Herald Reporter
The computer scandal in which two companies wanted to sell laptops and desktop computers to Parliament of Zimbabwe at several times the going market price, could have been avoided if the board of the Procurement Regulatory Authority of Zimbabwe (PRAZ) had heeded President Mnangagwa’s calls to reform operations, experts have said.
The two companies are Blinart Investments P/L and Mid-End Computers and Hardware.
Blinart Investments wanted to supply 173 laptops at a price of US$9 264,48 each, while Mid-End Computers wanted to supply desktop computers at US$3 076,61 each.
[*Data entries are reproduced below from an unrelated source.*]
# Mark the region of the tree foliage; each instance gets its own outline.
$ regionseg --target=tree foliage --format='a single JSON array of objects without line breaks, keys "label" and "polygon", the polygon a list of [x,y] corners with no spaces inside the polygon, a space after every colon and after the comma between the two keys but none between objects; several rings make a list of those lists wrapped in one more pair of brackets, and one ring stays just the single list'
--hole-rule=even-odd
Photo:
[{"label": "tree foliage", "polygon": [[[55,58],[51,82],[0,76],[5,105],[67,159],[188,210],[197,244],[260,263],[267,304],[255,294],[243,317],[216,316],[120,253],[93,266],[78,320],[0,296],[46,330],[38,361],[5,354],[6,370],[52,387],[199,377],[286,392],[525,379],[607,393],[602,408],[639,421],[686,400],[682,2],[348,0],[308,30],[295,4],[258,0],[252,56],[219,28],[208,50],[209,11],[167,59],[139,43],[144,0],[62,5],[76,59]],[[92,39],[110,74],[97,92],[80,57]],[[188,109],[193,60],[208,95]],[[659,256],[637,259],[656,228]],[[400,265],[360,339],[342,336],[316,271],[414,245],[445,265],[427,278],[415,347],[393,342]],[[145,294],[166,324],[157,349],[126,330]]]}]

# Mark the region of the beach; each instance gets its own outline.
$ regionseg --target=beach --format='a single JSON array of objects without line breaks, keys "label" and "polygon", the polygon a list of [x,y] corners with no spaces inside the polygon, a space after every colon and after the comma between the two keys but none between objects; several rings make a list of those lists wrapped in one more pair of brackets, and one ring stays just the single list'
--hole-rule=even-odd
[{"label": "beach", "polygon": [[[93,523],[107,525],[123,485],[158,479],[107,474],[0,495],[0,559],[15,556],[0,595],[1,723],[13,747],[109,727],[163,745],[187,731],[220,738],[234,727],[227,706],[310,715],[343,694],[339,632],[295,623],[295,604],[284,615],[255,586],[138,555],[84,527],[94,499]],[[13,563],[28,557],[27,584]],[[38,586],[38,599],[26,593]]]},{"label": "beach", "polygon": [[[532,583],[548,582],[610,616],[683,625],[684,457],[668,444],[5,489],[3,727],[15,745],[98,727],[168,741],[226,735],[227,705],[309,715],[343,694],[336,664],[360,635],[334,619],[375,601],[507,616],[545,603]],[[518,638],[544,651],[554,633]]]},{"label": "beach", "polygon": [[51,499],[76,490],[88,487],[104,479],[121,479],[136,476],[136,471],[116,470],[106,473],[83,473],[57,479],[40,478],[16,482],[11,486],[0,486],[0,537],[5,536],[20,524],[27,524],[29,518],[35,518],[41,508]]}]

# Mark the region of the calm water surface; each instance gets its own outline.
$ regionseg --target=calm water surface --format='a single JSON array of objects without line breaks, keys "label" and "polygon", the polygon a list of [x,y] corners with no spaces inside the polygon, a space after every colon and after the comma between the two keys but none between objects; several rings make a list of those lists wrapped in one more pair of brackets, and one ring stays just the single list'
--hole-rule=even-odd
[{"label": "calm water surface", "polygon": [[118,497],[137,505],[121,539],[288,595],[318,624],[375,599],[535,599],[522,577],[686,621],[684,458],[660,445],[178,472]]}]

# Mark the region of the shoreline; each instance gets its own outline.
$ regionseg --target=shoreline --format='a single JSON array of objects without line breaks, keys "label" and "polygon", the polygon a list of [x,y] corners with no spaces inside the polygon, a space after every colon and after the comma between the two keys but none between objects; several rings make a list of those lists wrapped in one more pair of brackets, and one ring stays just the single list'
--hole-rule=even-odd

But alert officials at the Ministry of Finance and Economic Development, which acts as the backstop on procurement to ensure there is value for money since Parliament changed the law, picked the grossly inflated prices and raised the red flag, resulting in the cancellation of the tenders, and blacklisting of the two companies.
Permanent Secretary for Finance and Economic Development Mr George Guvamatanga wrote to Clerk of Parliament Mr Kennedy Chokuda on September 14, saying the prices for the laptops and desktop computers had “been exorbitantly inflated way beyond those that are prevailing in the market and hence, are not acceptable”.
Corporate governance experts said PRAZ, an organisation established by the Government to regulate procurement, should “have noted the inflated prices and vetoed them well before submission to the Ministry of Finance”.
The Public Procurement and Disposal of Public Assets Act mandates PRAZ to provide guidance to procuring entities to achieve the objectives of the Act that include ensuring value for money. This is besides the essential duty of PRAZ of clearing potential suppliers in advance ensuring they pay taxes, are properly set up and obey all laws.
An expert on corporate governance Mr Tonderai Nyandebvu said the latest tender challenge showed that after President Mnangagwa criticised PRAZ along with Cottco and National Social Security Authority (NSSA) recently, the PRAZ board did not work on improving the way the organisation operates.
On May 29 this year, President Mnangagwa criticised the way PRAZ functions in his weekly column in our sister paper, The Sunday Mail, over its handling of the concerns of coal mining companies, who needed to be able to enter into longer-term contracts with Zesa to raise investment finance.
Mr Nyandebvu said after the Ministry of Finance identified that public procurement was driving speculative foreign currency dealings and stopped payments, resulting in the near convergence of formal and informal forex rates, PRAZ was supposed to ensure all other invoices that followed were “reasonable”.
“PRAZ has demonstrated total incompetence to manage the process of achieving value for money as prescribed by the law,” he said.
“One month after the freeze of payments because of procurement-related weaknesses, PRAZ is not rethinking its modus operandi to move in line with Government expectations.
“The problem is that the public procurement system has not been transformed from the level of achieving transparency to the level that the other objectives specified in the Procurement Act can be achieved.”
Mr Nyandebvu added that it did not bode well for the PRAZ chief executive to approve an exorbitant tender price, especially after the Special Procurement Oversight Committee review.
A procurement expert who spoke on condition of anonymity said in view of the objectives of the National Development Strategy 1 of eradicating corruption, the Zimbabwe Anti-Corruption Commission (ZACC) should investigate PRAZ to establish if it was not colluding with some suppliers.
Efforts to get a comment from PRAZ chief executive officer Mr Clever Ruswa were fruitless as his mobile phone was unreachable.